The prices published by APL (‘Eyes and Ears’, October 20) suggest Queensland prices have moved up by as much as 10 cents recently, which, if correct, will help reduce losses, given COP between June and September 2017 in Queensland increased some 30 cents due to higher feed costs.
Otherwise, it appears prices have plateaued, albeit at or below 2012 levels (lowest year in the past six) and no sign yet of a Christmas ‘surge’, last seen recently in October and November in 2012 and 2015.
Reported buyer’s prices do differ across states. For the Eastern states, the variation is only about six cents for carcasses in 65 to 75 kg and 75 to 85 kg ranges. Seller’s prices, on the other hand, vary by 39 cents across the eastern states and the difference between buyer and seller prices differs by some 48 cents across states. So, it’s difficult to say who is getting what or if the reported larger differences between buyer and seller prices, say in SA, reflect state peculiarities (like processor capacity) or a trend in demand, or are simply incorrect. Only producers really know what they are getting and, as I said in last month’s Pork CRC Initiatives column, wholesalers probably have the best feel for supply and demand in the market. You will know things are improving when they begin calling you again.

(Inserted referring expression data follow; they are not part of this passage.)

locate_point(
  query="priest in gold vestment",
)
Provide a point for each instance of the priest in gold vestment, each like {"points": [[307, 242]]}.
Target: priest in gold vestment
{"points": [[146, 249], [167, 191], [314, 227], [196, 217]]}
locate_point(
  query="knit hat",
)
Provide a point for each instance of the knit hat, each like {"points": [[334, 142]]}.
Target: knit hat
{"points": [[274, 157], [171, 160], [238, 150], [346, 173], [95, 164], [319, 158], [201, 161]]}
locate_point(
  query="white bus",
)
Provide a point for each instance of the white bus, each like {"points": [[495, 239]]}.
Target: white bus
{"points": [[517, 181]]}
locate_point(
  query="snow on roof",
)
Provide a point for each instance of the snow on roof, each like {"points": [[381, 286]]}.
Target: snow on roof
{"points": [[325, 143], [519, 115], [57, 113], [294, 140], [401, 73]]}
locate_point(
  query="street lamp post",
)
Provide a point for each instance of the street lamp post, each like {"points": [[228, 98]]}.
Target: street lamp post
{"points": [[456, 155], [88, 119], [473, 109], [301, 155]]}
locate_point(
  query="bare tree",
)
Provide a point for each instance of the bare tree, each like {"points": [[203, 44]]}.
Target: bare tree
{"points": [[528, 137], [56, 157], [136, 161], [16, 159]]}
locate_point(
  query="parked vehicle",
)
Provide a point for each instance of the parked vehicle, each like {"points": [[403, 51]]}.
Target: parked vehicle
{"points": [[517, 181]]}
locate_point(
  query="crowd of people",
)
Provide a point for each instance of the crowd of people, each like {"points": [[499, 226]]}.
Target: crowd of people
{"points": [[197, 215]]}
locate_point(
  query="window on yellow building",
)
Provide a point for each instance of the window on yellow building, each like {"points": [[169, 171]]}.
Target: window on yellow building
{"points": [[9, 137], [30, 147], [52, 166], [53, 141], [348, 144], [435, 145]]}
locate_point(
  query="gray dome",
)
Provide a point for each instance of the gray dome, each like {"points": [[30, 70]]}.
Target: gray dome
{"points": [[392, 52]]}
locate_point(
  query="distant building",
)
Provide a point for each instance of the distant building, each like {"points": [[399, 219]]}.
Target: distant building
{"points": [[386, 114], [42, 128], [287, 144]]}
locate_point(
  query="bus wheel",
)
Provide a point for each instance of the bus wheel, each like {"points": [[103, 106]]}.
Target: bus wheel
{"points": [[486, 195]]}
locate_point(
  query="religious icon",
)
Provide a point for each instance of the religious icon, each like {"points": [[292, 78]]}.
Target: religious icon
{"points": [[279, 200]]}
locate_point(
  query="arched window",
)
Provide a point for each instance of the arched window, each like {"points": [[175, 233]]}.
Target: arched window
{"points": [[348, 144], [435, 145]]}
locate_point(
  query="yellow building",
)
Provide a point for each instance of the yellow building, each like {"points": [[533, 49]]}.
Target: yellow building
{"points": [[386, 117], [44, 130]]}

The difference and change in grain prices is also interesting. Reported prices in ‘Eyes and Ears’ for October 20 show that Northern NSW and Queensland are paying a lot more for grain than southern NSW, Victoria or South Australia. This was clear at the benchmarking meeting, with feed costs ranging from the low $300s/tonne in the South East to $460/tonne in Queensland. The differences are also clearly reflected in the feed wheat and barley prices reported in the October 20 ‘Eyes and Ears’, so a lot of variability in reported prices and feed costs and potentially reasonable margins for those with a lower COP or receiving a higher than average price. It will be interesting to see the trends in grain and pig prices as we go through Christmas and the harvest. I hope the respective trends are in the right direction. Best of luck to you all.